LONDON -- (Marketwired) -- 05/20/13 -- Anne Germain, who is a former human resources professional, knows that the interview process is key when it comes to determining whether a candidate is a proper fit for that organization. Many job seekers falsely believe that an interview is all about the hiring manager asking questions of them. In reality, job seekers who stand out also ask their fair share of questions. These inquiries show that this individual is engaged and has studied the company where they are interviewing. A new article gives tips for job seekers on how they can tweak their questions to make them more effective.
Many candidates have heard that it is wise to inquire about the culture found at that company. It shows that the individual is interested in becoming a part of the business on many levels. However, the standard, "What is the company culture like?" question is tired. Instead, interviewees should offer a statement about what they already know about life at that office. Then, take it a step further and say, "Tell me about the organization's founders. What are their personalities like? How do these traits impact your search for an employee who will blend in?" This illustrates a deep level of analysis and concern about company culture, and is more involved than a generic question about life at that office.
Candidates also regularly ask about what that hiring manager is searching for in a candidate. Instead of firing off this question, job seekers are encouraged to offer a few statements about what they do well, and then ask the hiring manager to speak about the best hires they have made. The question gives the person a chance to hit on some of the major traits that make employees at that organization successful, while approaching the subject in a more interesting way. It also allows the candidate to subtly highlight his or her strengths.
Anne Germain comments on this advice stating, "By now, everyone knows that asking questions is an important part of showing interesting and preparedness in an interview. However, the same blanket, boring questions won't make a candidate stand out in an interview. Instead, the interviewee must take time to really think about questions that speak specifically to that organization's strengths and values."
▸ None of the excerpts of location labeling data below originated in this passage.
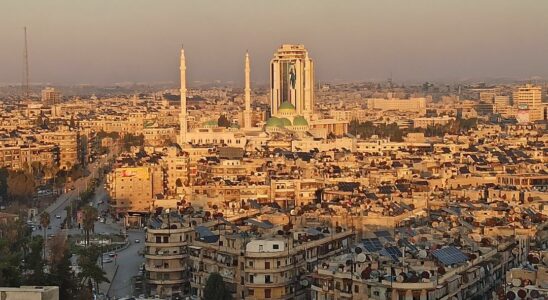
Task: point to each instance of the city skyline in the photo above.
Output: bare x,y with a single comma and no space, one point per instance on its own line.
136,43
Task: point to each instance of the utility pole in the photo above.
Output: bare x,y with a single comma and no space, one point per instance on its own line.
26,76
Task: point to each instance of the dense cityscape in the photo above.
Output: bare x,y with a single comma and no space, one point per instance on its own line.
295,189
In an interview situation, many candidates feel pressured to blatantly sell their skills and knowledge. While this conversation is certainly the time to let accomplishments shine, candidates must do so in a tactful and tasteful way. One of the best ways to do this is to let them come out through a well-crafted question. Instead of just asking about the opportunity for growth at the firm, an interviewee can lead the question by explaining the promotions and progression that happened at their past employers. They can then use this information to ask a question about how growth happens within this organization. It allows the candidate to show off their successes, without coming across as boastful and arrogant.
Anne Germain comments on this suggestion stating, "Candidates must walk a fine line between bragging and failing to show that interviewer why they are special; explaining promotions while asking a question helps to highlight accomplishments in an appealing way."
Anne Germain spent two decades as a human resources manager before committing her life to her work as a spiritual medium and reiki master. Anne German regularly does private readings, as well as public demonstrations, which are done in front of a packed house. Anne frequently travels around the world, and regularly visits southern Ireland, Portugal, and Spain.